トン吉は、お母さんと一緒に幸せに暮らしていました。お父さんは別居でした。
トン吉は、いつもお母さんに甘えます。
「トン吉、今日もハーブが美味しいわよ」
「うん! おかーたん!」
国産ハーブブタであるトン吉は、ハーブをもりもり食べました。
とても美味しいようすでした。
「ごめんね、ごめんね、トン吉」
突然、お母さんは謝りました。
「どうして謝るの? おかーたん」
すると、お母さんブタは、今度は黙ってしまいました。
次の瞬間でした。
子ブタのトン吉は人間の女に優しく抱きかかえられました。
そして、お母さんブタから引き離して、ゆっくりと歩いていきました。
「お、おかーたん! 何があるの! 何をされるの?」
「トン吉ぃ!」
「おかーーたーん!」
「トン吉! トン吉ぃいい!」
「おかーーーたーーーん!」
「トン吉ぃ!」
「おかーたーーーーーぁぁぁあん!」
「トン……トン吉ぃ……うぅ……」
「…………」
トン吉の声が、きこえなくなりました。
☆
「――むぁあああ! 何じゃこりゃああ!」
洞窟の一室に、女の子の声が響き渡った。
トン吉物語と題された物語が綴られた原稿用紙が、グシャッと丸められた。

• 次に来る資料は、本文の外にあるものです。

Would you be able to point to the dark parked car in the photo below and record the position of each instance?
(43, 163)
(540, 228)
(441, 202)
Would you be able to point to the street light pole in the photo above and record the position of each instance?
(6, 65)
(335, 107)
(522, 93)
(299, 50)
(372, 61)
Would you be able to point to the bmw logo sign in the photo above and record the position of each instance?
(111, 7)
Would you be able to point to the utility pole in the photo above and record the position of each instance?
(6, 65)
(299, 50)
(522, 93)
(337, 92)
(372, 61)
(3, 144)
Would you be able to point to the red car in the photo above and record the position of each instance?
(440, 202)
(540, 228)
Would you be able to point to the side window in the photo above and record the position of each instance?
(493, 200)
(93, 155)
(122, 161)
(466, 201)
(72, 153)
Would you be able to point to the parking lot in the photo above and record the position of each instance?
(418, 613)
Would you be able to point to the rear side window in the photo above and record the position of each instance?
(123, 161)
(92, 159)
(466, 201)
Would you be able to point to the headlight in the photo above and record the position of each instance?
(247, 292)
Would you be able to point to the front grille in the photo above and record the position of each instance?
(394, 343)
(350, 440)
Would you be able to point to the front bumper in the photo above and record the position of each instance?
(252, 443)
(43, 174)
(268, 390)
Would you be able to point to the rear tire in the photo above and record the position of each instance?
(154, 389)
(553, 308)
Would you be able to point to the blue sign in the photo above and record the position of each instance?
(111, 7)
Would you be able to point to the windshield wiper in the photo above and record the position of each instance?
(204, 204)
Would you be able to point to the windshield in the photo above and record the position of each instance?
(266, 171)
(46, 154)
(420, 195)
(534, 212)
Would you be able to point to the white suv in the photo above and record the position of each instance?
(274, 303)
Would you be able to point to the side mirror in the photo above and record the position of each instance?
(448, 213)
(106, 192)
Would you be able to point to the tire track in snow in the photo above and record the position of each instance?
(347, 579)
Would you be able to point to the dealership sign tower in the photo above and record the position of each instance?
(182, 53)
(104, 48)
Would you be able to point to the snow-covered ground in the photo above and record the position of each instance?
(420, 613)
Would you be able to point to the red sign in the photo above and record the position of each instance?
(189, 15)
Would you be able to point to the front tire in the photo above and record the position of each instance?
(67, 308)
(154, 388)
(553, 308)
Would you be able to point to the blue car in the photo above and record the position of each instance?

気に入らなかったのだ。
「わたしに小説なんて無理だぁああ!」
そう嘆き叫んで机に勢いよく伏せようとしたその時――
「あうっ!」
電気スタンドに頭をぶつけた。
「いたいなあああもおおおおお!」
宮島利奈は、部屋に一人で居るとよくわからない元気さを発揮する子だった。
「はぁ……」
大きく溜息を吐いた。
「あ、そうだ。日記つけよ。えっとー」
日記をつけ始めた。
『今日は、久しぶりに家に帰った。目的は、本棚を固定する道具を取りに行くため。先日埋めたネジを掘り出すため。達矢って男の子が、手伝ってくれた。ていうか全部やってくれた。わたしが読書してサボってる間にやってくれたから、わたしのお気に入りの中華料理屋さんでラーメンをおごってあげた。男の子だから食べるの早かった。そしてトン吉が』
そこまで書いて、ペンを置いた。
「トン吉……」
宮島利奈はお腹を押さえて呟いて、天井を見た。